Stay in the present. As we all know, one of the wonderful things about children is that they tend to live in the present. You and your daughter may be walking the dog together, and you’re thinking about work stressors, or a warming planet, or a cement truck that may come barrelling around the corner at any minute. But what is your daughter thinking? She’s probably enjoying being with her dad or mom. She’s smelling the grass. She’s petting the dog. She’s looking for bugs. She’s practicing mindfulness without ever having been to therapy. 

Encourage healthy risks. It’s good for both of you. In families, anxiety is often bidirectional. But so are coping skills. When you both start facing your fears in incremental doses (i.e., with exposure therapy), you can model stress tolerance for each other. 

Don’t shield your kids from scary truths.

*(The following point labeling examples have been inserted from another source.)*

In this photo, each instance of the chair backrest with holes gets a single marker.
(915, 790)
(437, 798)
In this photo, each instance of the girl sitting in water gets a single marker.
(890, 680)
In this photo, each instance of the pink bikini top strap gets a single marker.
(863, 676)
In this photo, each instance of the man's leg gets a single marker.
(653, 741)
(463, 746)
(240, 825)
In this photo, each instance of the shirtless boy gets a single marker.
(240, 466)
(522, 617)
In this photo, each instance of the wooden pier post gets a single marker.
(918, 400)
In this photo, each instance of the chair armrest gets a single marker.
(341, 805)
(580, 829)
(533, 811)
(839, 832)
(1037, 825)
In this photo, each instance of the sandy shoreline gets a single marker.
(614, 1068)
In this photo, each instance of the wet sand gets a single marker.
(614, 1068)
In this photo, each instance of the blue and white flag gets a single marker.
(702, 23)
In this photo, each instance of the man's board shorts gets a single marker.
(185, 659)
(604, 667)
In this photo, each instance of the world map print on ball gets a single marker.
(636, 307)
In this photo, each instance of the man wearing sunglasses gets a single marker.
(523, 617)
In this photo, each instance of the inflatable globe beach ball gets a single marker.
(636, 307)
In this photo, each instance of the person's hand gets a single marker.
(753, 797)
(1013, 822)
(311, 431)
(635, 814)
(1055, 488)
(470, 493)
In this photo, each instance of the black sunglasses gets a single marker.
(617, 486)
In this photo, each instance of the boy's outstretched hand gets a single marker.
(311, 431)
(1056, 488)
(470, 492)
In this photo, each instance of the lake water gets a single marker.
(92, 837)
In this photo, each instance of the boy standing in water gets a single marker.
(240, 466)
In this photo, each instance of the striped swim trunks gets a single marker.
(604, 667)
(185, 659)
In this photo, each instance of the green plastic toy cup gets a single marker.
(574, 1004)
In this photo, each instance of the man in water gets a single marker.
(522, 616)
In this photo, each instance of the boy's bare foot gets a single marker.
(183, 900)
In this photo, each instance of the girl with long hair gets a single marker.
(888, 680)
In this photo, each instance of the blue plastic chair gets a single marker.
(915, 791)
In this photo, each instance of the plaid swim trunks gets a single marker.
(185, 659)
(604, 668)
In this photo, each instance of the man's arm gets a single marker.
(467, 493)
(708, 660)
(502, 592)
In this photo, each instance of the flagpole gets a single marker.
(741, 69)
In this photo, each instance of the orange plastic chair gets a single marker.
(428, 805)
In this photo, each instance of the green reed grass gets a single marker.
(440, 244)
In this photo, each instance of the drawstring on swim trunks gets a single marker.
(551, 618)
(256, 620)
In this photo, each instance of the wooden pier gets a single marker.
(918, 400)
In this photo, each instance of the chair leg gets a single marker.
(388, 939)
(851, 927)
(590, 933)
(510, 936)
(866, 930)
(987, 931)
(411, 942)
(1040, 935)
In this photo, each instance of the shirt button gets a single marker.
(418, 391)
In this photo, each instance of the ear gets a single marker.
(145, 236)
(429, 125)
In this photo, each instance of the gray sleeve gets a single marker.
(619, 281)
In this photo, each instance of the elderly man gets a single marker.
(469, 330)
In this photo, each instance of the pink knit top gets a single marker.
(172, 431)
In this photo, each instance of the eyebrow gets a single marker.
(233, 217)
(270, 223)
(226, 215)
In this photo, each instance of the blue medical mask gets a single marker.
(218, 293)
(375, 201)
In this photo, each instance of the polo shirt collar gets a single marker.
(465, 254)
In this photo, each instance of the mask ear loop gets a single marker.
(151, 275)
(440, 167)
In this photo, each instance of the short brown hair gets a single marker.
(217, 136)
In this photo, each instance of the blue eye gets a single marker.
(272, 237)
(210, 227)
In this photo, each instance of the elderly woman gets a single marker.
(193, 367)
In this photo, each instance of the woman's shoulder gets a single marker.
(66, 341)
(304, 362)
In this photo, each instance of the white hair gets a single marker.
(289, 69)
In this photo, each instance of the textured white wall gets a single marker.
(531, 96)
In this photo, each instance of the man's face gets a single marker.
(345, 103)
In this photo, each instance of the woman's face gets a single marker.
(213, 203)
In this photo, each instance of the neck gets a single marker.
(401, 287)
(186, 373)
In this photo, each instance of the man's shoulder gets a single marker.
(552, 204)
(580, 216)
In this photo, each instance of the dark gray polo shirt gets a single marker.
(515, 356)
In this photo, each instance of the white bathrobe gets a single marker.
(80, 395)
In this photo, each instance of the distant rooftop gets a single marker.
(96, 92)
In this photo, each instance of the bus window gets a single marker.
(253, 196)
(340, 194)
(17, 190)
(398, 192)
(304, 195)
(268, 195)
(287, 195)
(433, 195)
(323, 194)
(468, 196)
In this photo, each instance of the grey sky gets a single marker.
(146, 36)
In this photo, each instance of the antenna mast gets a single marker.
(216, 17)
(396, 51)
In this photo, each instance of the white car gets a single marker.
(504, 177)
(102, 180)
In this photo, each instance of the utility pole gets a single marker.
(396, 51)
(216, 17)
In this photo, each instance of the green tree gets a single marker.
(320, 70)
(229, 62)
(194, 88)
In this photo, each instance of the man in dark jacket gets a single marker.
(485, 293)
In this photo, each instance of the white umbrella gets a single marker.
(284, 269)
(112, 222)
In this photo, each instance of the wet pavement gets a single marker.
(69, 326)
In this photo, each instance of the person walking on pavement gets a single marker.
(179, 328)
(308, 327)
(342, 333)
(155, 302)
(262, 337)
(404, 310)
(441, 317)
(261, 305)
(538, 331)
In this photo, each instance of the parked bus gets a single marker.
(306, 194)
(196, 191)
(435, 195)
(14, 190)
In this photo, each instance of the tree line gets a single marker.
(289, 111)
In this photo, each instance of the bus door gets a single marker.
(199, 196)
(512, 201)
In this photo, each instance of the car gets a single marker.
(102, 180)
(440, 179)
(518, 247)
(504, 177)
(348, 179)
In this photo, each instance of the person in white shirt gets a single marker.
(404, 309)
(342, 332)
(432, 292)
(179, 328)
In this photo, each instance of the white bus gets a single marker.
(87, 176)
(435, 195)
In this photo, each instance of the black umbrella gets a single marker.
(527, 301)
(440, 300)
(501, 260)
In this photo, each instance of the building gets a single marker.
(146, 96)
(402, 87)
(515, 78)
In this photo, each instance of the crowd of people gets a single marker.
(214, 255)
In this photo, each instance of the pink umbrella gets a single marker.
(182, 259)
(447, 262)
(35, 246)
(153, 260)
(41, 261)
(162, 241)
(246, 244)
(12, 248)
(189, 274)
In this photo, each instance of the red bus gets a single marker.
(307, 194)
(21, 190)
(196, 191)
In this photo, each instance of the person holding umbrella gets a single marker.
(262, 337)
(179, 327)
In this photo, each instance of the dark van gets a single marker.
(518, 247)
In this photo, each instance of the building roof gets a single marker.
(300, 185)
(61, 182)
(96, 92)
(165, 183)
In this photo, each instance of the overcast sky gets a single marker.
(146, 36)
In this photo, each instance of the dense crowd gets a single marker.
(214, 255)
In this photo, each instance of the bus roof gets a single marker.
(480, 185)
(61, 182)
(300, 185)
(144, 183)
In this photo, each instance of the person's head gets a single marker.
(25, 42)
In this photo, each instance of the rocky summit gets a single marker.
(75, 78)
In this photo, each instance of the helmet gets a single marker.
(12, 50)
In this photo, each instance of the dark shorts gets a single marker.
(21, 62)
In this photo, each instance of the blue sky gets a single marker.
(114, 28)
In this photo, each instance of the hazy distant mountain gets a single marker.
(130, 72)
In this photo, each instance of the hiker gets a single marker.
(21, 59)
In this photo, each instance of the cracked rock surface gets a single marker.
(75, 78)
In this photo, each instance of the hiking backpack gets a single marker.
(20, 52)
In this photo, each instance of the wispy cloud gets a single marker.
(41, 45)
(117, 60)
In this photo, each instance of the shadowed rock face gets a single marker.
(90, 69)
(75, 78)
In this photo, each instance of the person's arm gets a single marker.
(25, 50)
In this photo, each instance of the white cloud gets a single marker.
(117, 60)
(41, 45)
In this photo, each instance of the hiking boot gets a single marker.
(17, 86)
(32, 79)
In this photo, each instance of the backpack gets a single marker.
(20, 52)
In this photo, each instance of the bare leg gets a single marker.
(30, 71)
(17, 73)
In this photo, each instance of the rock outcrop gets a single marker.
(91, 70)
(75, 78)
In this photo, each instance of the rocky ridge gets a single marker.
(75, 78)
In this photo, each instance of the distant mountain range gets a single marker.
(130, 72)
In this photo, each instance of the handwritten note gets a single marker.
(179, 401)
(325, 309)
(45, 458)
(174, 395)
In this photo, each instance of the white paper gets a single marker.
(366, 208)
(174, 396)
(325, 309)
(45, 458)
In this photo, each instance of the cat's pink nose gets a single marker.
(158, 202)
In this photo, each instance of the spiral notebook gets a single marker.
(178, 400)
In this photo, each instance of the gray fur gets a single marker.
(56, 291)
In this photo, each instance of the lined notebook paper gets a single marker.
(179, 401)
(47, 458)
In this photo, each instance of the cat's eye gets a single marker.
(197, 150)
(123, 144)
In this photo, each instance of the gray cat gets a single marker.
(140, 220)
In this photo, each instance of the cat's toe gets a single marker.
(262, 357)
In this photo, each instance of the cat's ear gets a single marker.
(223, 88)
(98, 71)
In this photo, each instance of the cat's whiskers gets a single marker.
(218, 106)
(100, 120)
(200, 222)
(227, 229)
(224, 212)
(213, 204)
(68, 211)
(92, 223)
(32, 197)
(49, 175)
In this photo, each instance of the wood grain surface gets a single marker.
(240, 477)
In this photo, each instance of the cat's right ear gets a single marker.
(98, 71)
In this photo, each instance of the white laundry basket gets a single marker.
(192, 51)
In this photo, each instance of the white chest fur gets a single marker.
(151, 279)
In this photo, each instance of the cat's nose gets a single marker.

A psychological study immediately after the 1989 Lomo Prieta earthquake showed that kindergartners who “drew the earthquake” realistically with images of destruction instead of rainbows and sunshine were physically healthier in the following weeks. The pediatrician who helmed the study thought that was because kids who reckoned directly with disaster felt less stressed. If you’re jumping through hoops trying to protect your kids from the darkness in life, your efforts may actually backfire. 

Send them to daycare. Seriously. If you’re an anxious parent, it will afford your kids some relief from all the helicopters and bubble-wrap, and help them overcome their inhibitions.

Don’t Hide Your Nightmares, But Tell Happy Stories, Too

You’re not a bad parent for having an anxiety disorder. Plenty of children with anxious parents turn out brave, resilient, and well-adjusted. Yes, your kids will notice your anxiety. They’re extremely sensitive, observant creatures. But on the flipside, your hyperaware kids will also notice your healthy coping strategies. 

You’re not going to be calm and neutral all the time. You’re occasionally going to slip up and lose your s**t. But always return to the funny stories you tell; return to the songs you sing together; return to the dog’s soft fur and the weird bugs in the grass. Try as you might, you can’t protect your kids or yourself from the future, but you can be with them in the moment, where all you need is love.